The government sets limits on its own and allows capital to expand uncontrollably. This helps stimulate economic growth, but it is abnormal and unsustainable growth. It often comes at the cost of social unrest. In addition to exacerbating inequality, it will also cause endless political disputes and damaging populism.
The success of Hong Kong in the past was largely based on “fundamental capitalism.” Some citizens still remember the glorious years of the “Four Asian Little Dragons.” However, many people fail to see that Hong Kong’s current difficulties arise from the very same dogma. What is sadder is that there is still a lack of consensus on cutting off this “malignant tumour.”
The shortcomings of “fundamental capitalism” have long been known. Hong Kong’s socio-economic system is unable to satisfy the people’s urgent demands for housing, medical care, elderly care, education, transportation, labour and other issues. To this day, even the most stubborn people cannot defend the “market omnipotence theory” in the presence of subdivided houses and other social ills.
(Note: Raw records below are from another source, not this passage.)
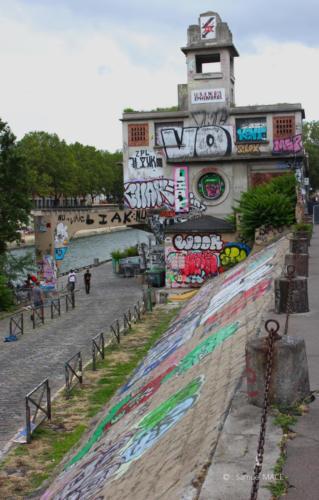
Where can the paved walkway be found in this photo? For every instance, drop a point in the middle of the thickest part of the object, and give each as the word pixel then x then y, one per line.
pixel 303 451
pixel 41 353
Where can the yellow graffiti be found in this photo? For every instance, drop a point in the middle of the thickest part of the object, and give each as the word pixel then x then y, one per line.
pixel 232 255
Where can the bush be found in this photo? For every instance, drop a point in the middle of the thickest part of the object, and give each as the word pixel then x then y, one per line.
pixel 6 294
pixel 271 204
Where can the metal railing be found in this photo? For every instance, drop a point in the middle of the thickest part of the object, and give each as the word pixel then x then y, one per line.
pixel 16 325
pixel 73 373
pixel 98 349
pixel 69 301
pixel 55 308
pixel 37 315
pixel 115 330
pixel 42 403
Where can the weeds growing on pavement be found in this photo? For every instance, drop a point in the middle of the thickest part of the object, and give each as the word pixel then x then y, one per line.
pixel 26 467
pixel 286 418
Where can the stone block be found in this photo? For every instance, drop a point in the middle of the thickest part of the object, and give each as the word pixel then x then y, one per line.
pixel 290 379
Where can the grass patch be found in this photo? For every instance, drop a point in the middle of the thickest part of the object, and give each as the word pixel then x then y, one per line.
pixel 53 440
pixel 286 418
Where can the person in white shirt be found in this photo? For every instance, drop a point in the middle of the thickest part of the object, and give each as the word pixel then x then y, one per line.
pixel 71 280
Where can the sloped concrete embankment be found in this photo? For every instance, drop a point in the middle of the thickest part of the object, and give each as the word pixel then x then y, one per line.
pixel 158 434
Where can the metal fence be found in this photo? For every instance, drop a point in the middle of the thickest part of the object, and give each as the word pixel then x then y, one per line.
pixel 16 325
pixel 39 401
pixel 98 349
pixel 73 373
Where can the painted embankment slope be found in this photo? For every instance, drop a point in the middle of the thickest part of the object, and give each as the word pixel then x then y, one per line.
pixel 159 431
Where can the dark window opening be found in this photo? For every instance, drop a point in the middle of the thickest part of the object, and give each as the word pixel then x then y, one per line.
pixel 208 63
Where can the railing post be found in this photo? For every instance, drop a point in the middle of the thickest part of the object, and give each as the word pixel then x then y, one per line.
pixel 48 400
pixel 28 420
pixel 80 368
pixel 67 380
pixel 93 356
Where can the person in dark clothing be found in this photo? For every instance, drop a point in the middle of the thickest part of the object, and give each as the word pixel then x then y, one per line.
pixel 87 280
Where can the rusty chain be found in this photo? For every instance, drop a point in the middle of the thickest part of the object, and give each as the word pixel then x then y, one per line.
pixel 290 274
pixel 272 337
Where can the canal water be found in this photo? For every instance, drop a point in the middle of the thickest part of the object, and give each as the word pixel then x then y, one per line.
pixel 83 251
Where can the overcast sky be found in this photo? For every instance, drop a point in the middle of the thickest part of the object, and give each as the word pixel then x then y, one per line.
pixel 72 66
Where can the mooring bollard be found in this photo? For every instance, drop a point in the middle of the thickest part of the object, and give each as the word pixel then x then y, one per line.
pixel 298 245
pixel 289 382
pixel 291 293
pixel 300 261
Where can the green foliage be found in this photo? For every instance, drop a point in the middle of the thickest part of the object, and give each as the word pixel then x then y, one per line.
pixel 311 143
pixel 15 204
pixel 6 294
pixel 56 168
pixel 127 252
pixel 271 204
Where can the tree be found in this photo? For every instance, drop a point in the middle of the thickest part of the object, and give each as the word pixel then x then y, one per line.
pixel 50 163
pixel 270 204
pixel 311 143
pixel 15 203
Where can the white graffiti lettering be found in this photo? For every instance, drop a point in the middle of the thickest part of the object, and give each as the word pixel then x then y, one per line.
pixel 198 242
pixel 196 141
pixel 149 194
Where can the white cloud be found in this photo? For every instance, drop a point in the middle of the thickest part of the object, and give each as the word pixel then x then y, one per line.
pixel 76 81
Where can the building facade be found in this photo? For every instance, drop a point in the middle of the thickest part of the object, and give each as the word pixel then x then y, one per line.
pixel 197 159
pixel 205 153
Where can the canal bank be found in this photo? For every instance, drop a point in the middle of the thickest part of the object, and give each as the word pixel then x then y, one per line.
pixel 41 353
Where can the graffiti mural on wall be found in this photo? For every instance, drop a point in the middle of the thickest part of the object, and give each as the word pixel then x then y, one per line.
pixel 195 203
pixel 189 268
pixel 198 242
pixel 288 145
pixel 208 27
pixel 155 193
pixel 111 460
pixel 61 241
pixel 211 186
pixel 187 142
pixel 144 164
pixel 47 272
pixel 251 130
pixel 208 95
pixel 233 253
pixel 218 117
pixel 181 189
pixel 247 149
pixel 258 178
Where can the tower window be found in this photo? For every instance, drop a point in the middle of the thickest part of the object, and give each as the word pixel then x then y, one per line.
pixel 284 126
pixel 208 63
pixel 138 135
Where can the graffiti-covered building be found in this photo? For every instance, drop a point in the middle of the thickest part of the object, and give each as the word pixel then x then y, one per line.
pixel 200 156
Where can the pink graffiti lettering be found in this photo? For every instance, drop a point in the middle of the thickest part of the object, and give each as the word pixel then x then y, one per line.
pixel 288 145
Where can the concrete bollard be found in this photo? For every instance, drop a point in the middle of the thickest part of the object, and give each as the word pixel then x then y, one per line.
pixel 300 261
pixel 295 298
pixel 290 378
pixel 298 245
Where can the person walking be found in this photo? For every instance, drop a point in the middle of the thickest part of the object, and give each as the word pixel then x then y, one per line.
pixel 38 300
pixel 71 280
pixel 87 281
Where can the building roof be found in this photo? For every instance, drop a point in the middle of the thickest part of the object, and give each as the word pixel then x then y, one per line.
pixel 204 224
pixel 235 110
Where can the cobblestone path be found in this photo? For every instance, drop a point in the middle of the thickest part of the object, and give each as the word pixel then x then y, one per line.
pixel 41 353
However, no matter what political stance we have of the Communist Party of China, we cannot easily deny its effectiveness, especially in handling the relationship between the market and the government.
Compare “promoting a better integration of effective markets and effective government” with Hong Kong’s “fundamental capitalism”. Doing so simply points out that the factors creating Hong Kong’s past success are entering history. The world is always changing, and there is no perfect development model and system anywhere. The successful experience of the past does not work today. Imagine if the CCP had refused to emancipate its mind after the Cultural Revolution and did not properly introduce a market economy. Dogmatic socialism alone would not be able to bring happiness to the country and the people.
The Mainland’s experience reminds Hong Kong that, since the old rules are out of fashion, it must keep pace with the times and be active, inject a new ‘Lion Rock spirit’ and create more possibilities for the next generation.
Do not abandon capitalism, just reform it in line with social justice.
Hong Kong does not need to copy the Mainland, Singapore, or Germany in everything. But it must ensure that its economics are compatible with the welfare of the public.
Only when social and economic reforms are promoted so that citizens enjoy equal development, can Hong Kong bid farewell to injustice and transform itself into a place for young people to live their lives. On this basis, the government must restart political reforms in accordance with the “One Country, Two Systems” principle and the Basic Law. It must promote “equal participation of the people” politically. If this happens, it will not be difficult for the government to succeed.
Hong Kong has great opportunities, but we cannot eat history. We cannot wait, and we cannot afford to wait.